After sharing her opinion in English, the teacher then scolds the two students in Spanish. In spite of telling me not to worry about Ana and Fernando, the teacher eventually got scissors so they could participate.I continued to walk around the classroom, always checking back in with Ana and Fernando to give them the next direction or repeat the previous direction. By doing this, I showed them that I cared, that I believed they could do it, and that I expected them to participate just like all of their classmates. The message was clear to them, even though we speak different languages. About halfway through the activity, Fernando calls my name across the classroom and asks, "like this?" He may have asked me in Spanish, I can't remember. It didn't really matter because in this moment I knew that these students DID want to learn, it only took a little belief for them to show it. They had done the first few steps of the activity correctly and continued to participate and they checked in with me throughout the rest of the activity.
How this teacher labeled her students is not okay, not even once on a bad day. From my current perspective, it seems as if some of the 'gypsy students' might act this way because of the stereotype that is imposed upon them. If you felt that your teacher didn't want to even try to teach you because it was a waste of her time, would you try to learn? This was a heartbreaking realization for me and the first time I have really been able to see the effects of discrimination first hand. I have been fortunate enough to attend schools with overall great teachers and to teach in schools alongside teachers who try their hardest to teach every child, no matter how "difficult" he/she may be. The only thing I can do right now is to share this story and continue teaching all my students with the belief that they can learn in hopes that my attitude will be contagious.

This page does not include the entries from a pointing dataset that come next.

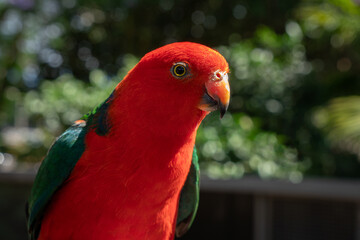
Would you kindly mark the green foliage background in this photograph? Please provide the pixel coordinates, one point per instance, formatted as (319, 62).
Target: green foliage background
(294, 76)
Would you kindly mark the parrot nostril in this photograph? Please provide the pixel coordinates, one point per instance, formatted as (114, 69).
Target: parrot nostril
(218, 76)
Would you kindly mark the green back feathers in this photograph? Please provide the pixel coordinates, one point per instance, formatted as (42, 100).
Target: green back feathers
(65, 153)
(54, 170)
(60, 161)
(189, 198)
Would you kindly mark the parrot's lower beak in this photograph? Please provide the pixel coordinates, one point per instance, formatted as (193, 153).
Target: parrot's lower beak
(217, 93)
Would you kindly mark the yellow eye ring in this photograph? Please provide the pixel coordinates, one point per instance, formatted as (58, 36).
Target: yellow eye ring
(179, 70)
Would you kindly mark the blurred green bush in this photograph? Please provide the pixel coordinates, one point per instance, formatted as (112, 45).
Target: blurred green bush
(59, 59)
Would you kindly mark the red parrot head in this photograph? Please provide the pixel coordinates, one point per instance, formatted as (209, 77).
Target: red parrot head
(178, 83)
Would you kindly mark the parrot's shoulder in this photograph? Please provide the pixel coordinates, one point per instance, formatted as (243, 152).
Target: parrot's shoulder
(61, 160)
(54, 170)
(189, 198)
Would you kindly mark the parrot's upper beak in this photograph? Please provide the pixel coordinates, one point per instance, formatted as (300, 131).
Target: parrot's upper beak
(217, 93)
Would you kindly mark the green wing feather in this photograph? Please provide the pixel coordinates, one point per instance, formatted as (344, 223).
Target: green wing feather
(60, 161)
(54, 170)
(189, 198)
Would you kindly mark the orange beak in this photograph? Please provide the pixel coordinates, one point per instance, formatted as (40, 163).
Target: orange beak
(217, 93)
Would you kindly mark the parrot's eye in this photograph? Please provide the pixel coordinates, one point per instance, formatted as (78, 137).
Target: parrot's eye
(179, 70)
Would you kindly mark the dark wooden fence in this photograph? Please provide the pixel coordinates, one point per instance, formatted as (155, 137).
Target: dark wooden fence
(246, 209)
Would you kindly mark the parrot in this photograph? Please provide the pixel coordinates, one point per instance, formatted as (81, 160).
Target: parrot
(129, 169)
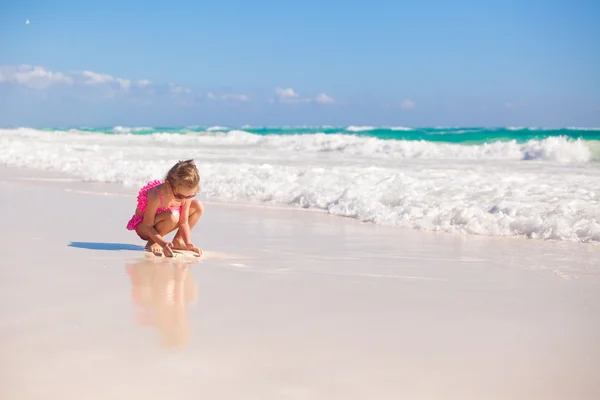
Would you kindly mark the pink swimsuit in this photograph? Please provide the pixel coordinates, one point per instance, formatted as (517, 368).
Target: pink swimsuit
(143, 203)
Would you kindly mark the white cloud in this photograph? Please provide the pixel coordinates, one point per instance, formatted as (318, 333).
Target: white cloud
(290, 96)
(95, 78)
(34, 77)
(285, 94)
(324, 99)
(407, 104)
(225, 97)
(176, 89)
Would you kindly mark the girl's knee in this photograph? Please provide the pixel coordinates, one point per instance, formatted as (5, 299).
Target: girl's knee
(172, 216)
(197, 206)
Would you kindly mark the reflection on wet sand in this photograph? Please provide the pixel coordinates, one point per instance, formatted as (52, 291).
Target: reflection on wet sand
(162, 291)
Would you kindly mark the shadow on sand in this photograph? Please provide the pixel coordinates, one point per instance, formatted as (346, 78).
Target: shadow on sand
(106, 246)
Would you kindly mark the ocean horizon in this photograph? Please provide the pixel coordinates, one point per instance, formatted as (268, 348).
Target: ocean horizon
(529, 182)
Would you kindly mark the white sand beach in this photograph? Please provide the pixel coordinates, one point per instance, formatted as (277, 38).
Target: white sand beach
(285, 304)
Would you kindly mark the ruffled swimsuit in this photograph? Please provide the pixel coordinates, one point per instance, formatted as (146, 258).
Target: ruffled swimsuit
(133, 223)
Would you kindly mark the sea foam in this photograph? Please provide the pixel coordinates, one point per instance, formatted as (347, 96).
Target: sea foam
(546, 189)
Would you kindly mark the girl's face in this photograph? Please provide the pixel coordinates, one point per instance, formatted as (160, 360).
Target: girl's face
(183, 193)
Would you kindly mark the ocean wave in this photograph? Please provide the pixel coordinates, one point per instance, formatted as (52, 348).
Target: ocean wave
(433, 187)
(353, 128)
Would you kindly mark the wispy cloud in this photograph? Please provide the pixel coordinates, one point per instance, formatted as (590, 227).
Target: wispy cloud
(91, 85)
(33, 77)
(324, 99)
(289, 95)
(407, 104)
(225, 97)
(286, 94)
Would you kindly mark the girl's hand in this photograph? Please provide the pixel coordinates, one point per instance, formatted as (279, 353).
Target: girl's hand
(167, 249)
(193, 248)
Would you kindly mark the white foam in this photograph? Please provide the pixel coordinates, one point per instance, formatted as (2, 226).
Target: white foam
(353, 128)
(540, 189)
(217, 128)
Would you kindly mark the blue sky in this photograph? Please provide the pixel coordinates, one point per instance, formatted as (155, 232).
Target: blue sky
(412, 63)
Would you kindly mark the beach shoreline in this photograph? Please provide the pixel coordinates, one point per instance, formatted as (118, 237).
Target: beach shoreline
(283, 305)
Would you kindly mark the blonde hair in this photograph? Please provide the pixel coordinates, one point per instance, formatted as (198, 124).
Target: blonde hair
(184, 173)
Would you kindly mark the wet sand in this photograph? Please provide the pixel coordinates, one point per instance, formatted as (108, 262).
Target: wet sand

When children feel connected to their teachers, it cultivates a classroom built on a foundation of trust and love. I teach you because I love you, I set boundaries for you because I love you. Children follow the lead of their teachers when they trust them and feel safe, which creates so much space for growth and learning. Connection paves the way for the freedom to take risks and make mistakes, which is how we learn. Not just learning to memorize something for the sake of pleasing an adult, but learning in meaningful ways that create a deep, lasting understanding that empowers us to always keep growing our brains, our hearts, and our bodies.
My advice for teachers? Take time to think about what the child may be thinking or feeling when they do something that you may instinctively see as "wrong". Before you react, think. Think about how you want the child to feel at the end of the interaction. Think about what you want the child to learn about themselves, about you, about their world. The way you respond to each moment in the classroom lasts way longer than a moment, so make every interaction count.